Now that I know where I am, I'm not so sure I wouldn't be better off just being dead.

And maybe I am dead. I mean, it does kind of feel like Hell around here. I'm in this room with people checking in on me every five seconds. And by people I mean nurses, and in particular Nurse Goody. Can you believe that? Her name is actually Nurse Goody. And she is, too. Good, I mean. She's always smiling and asking me if she can get me anything. It's really annoying, because all I want is to be left alone, and that's the last thing they seem to do here. So many people run in and out of this room, I feel like a tourist attraction. I bet Nurse Goody is standing outside the door selling tickets, like those guys at carnivals who try to get people to pay to see the freak show. Barkers, I think they're called. That's what Nurse Goody is, a barker. She stands outside my door and barks.

But it's not like there's anything interesting in here. No television. No roommate (which actually, now that I think about it, is probably a good thing). Not even any magazines or books. Just me in bed looking out the window, which is the kind with wire running through the glass so you can't break it and jump out. The paint around the windows is all chipped, like maybe someone who was in here before me tried to break the window, then decided to claw their way out instead.

Now that I look at it, the whole room is kind of old-looking. The walls are this dirty white color, and there are some cracks in the plaster, and a weird brown spot on the ceiling that looks like a face. The Devil's face, maybe. Because, like I said, I think I might be in Hell. It would make sense that he would be watching me. Him and Nurse Goody are watching me. Good and Evil.

That's funny. Good and Evil. Maybe I'm not in Hell. Maybe I'm in that in-between place. What do they call it? Limbo. Where all the dead people go who don't have a "go directly to Heaven or Hell" card. Dead babies go there, too, I think. People no one knows what to do with, and dead babies. My kind of people.

Maybe I'm in Limbo, and the Devil and Goody are fighting over me.
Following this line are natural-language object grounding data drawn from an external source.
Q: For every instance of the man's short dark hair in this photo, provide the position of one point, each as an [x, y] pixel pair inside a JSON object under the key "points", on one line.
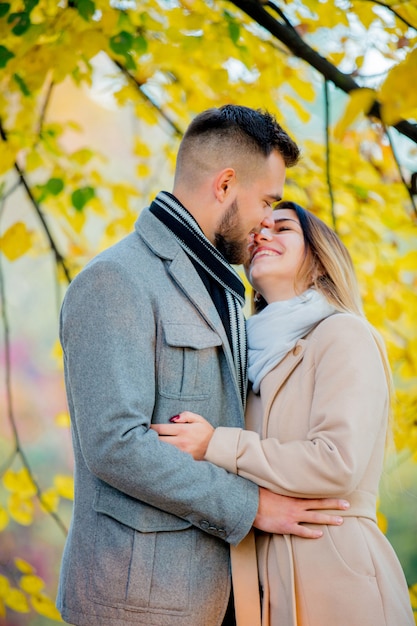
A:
{"points": [[243, 127]]}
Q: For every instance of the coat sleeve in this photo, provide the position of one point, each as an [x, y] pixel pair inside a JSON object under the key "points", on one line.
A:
{"points": [[108, 334], [347, 416]]}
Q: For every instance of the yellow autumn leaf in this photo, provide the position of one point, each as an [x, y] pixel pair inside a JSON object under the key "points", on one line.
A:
{"points": [[359, 103], [16, 600], [31, 584], [398, 100], [64, 486], [44, 606], [20, 509], [7, 156], [19, 482], [23, 566], [4, 585], [409, 261], [336, 57], [142, 170], [16, 241], [4, 518]]}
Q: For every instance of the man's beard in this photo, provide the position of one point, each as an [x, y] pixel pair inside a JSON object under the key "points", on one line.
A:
{"points": [[228, 238]]}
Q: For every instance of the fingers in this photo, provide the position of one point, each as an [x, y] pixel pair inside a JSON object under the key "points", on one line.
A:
{"points": [[169, 430], [187, 417], [306, 532], [329, 504]]}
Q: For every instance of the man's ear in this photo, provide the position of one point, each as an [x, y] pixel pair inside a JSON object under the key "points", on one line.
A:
{"points": [[224, 184]]}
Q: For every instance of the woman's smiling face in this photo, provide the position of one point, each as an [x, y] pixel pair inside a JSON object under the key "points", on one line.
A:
{"points": [[276, 256]]}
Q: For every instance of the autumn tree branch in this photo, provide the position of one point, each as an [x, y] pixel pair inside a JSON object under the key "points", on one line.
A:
{"points": [[60, 261], [289, 36]]}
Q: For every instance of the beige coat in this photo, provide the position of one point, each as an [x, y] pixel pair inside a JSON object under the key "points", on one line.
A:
{"points": [[320, 425]]}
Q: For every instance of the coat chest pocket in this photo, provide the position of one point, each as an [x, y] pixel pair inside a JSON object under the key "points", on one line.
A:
{"points": [[187, 359]]}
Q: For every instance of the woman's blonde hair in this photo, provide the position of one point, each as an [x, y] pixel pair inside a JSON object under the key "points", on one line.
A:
{"points": [[330, 270]]}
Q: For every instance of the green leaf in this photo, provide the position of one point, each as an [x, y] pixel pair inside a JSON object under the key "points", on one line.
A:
{"points": [[121, 43], [54, 186], [139, 44], [80, 197], [23, 22], [4, 8], [5, 56], [30, 5], [22, 85], [234, 32], [86, 8]]}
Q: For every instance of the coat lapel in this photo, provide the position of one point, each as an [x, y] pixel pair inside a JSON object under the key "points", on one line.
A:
{"points": [[183, 272], [273, 381]]}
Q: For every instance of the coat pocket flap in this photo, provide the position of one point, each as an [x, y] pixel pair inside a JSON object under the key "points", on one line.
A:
{"points": [[134, 513], [190, 336]]}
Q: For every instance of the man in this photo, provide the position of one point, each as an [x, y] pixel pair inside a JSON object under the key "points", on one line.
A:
{"points": [[151, 327]]}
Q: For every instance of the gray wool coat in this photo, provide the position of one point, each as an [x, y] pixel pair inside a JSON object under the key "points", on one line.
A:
{"points": [[150, 533]]}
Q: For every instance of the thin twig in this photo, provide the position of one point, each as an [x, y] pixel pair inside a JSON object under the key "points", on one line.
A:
{"points": [[327, 141]]}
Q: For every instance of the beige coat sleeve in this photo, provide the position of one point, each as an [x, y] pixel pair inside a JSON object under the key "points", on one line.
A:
{"points": [[346, 416]]}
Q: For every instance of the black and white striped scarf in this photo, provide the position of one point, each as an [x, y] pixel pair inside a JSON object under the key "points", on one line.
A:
{"points": [[192, 239]]}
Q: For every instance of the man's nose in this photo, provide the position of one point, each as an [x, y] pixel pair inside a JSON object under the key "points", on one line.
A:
{"points": [[262, 235]]}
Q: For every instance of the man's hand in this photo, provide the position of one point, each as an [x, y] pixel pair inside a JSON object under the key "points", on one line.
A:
{"points": [[188, 431], [283, 515]]}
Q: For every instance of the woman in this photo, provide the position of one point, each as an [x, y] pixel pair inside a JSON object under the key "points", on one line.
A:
{"points": [[317, 420]]}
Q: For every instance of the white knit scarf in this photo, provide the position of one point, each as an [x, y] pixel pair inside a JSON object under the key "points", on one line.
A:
{"points": [[274, 331]]}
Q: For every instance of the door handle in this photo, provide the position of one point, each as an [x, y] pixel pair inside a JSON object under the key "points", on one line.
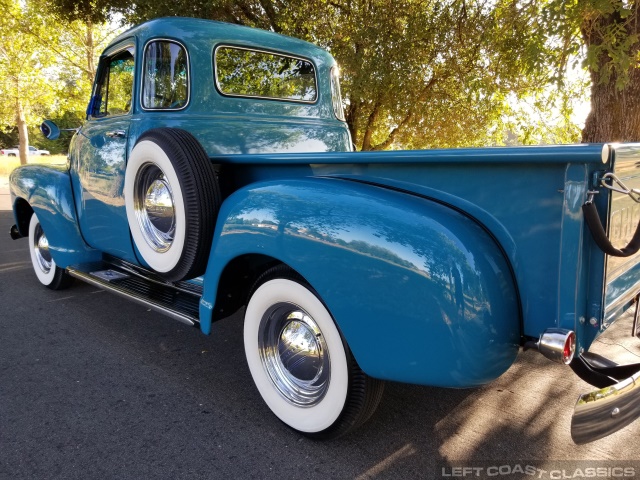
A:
{"points": [[116, 134]]}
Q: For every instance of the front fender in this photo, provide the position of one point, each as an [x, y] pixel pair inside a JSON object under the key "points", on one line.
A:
{"points": [[47, 190], [421, 293]]}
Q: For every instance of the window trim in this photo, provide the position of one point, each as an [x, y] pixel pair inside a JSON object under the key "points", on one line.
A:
{"points": [[268, 52], [142, 75], [108, 57]]}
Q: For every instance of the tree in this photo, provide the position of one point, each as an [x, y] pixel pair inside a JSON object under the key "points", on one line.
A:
{"points": [[609, 33], [47, 71], [416, 73], [24, 86]]}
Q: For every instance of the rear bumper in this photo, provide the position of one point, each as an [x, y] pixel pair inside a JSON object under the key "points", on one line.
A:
{"points": [[613, 406], [605, 411]]}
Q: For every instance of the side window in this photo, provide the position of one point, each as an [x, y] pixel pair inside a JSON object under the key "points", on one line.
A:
{"points": [[165, 76], [250, 73], [115, 87], [336, 96]]}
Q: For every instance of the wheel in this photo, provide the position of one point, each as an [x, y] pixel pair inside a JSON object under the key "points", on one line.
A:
{"points": [[49, 274], [170, 188], [299, 361]]}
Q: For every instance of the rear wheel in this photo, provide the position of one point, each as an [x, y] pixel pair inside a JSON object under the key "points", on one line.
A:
{"points": [[45, 268], [299, 361]]}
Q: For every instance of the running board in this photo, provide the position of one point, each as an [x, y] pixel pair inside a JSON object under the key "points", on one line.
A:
{"points": [[181, 304]]}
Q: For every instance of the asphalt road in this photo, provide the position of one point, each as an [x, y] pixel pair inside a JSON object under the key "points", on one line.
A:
{"points": [[94, 387]]}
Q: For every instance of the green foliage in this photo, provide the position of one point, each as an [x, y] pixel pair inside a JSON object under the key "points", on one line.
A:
{"points": [[45, 71], [415, 73]]}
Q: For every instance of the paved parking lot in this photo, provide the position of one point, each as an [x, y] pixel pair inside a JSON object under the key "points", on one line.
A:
{"points": [[94, 387]]}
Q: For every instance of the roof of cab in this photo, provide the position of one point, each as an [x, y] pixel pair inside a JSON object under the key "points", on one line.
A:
{"points": [[199, 31]]}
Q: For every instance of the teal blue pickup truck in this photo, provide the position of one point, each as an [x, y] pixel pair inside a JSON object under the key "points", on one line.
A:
{"points": [[215, 173]]}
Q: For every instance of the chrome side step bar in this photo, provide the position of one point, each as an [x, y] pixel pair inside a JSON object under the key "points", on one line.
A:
{"points": [[165, 298]]}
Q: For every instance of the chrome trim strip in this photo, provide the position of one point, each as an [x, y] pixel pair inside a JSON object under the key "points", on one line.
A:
{"points": [[268, 52], [605, 411], [620, 301], [144, 54], [85, 277]]}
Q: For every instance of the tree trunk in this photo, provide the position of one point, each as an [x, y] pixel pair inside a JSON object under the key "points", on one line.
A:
{"points": [[23, 133], [91, 66], [615, 114], [615, 109]]}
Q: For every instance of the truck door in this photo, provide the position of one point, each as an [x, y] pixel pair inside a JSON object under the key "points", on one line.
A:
{"points": [[99, 157]]}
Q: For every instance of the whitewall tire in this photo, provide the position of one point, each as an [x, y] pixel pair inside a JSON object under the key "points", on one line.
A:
{"points": [[299, 361], [44, 266], [172, 199]]}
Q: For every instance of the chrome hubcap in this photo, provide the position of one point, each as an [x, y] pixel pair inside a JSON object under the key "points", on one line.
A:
{"points": [[154, 207], [294, 354], [41, 248]]}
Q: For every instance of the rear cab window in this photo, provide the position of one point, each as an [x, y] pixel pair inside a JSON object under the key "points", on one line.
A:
{"points": [[244, 72]]}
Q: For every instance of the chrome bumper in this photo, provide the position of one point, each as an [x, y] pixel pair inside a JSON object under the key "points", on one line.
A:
{"points": [[605, 411]]}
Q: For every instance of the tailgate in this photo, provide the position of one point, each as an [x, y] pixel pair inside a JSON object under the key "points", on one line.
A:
{"points": [[622, 275]]}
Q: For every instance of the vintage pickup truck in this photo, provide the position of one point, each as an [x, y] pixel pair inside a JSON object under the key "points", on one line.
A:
{"points": [[215, 172]]}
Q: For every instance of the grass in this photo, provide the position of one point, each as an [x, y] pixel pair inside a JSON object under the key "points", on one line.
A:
{"points": [[7, 164]]}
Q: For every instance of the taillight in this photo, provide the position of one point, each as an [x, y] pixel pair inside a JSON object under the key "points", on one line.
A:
{"points": [[569, 348], [558, 344]]}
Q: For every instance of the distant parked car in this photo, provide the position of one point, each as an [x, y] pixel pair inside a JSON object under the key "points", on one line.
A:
{"points": [[14, 152]]}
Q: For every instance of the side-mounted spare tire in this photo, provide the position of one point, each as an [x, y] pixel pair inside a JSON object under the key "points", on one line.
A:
{"points": [[172, 200]]}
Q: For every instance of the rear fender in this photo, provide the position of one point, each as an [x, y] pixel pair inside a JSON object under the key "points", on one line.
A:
{"points": [[421, 293], [47, 190]]}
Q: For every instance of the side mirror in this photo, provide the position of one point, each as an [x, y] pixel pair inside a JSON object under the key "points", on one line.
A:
{"points": [[50, 130]]}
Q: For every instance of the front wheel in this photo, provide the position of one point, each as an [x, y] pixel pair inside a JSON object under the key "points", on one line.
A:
{"points": [[45, 268], [172, 198], [299, 361]]}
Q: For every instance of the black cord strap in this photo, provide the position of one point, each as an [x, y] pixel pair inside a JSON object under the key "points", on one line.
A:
{"points": [[600, 237]]}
Or waiting for me to make up my mind where I want to go. What would I pick, Heaven or Hell? That's a good question. Seriously, I think I would pick Hell. The people there would probably be more interesting.

Come to think of it, it really is hot as Hell in here. There's a radiator under the window, the big old metal kind that shakes whenever water goes through it. I guess it's been working overtime. I swear, this place must be eleventy years old. It's like any minute now the whole building is going to fall apart. At least then I wouldn't be here.

It's raining, and the only thing I can see out the window is part of a forest. Since it's winter, though, it looks less like a forest and more like a bunch of skeletons holding their hands up to the sky. The rain is running down the glass, making it look like the skeletons are under water. Drowning. Although if they're skeletons, wouldn't they already be dead? So maybe they're just swimming. Anyway, the skeleton trees are kind of freaking me out. It's looking more and more like this really is Hell. Maybe I should tell Goody she's in the wrong place.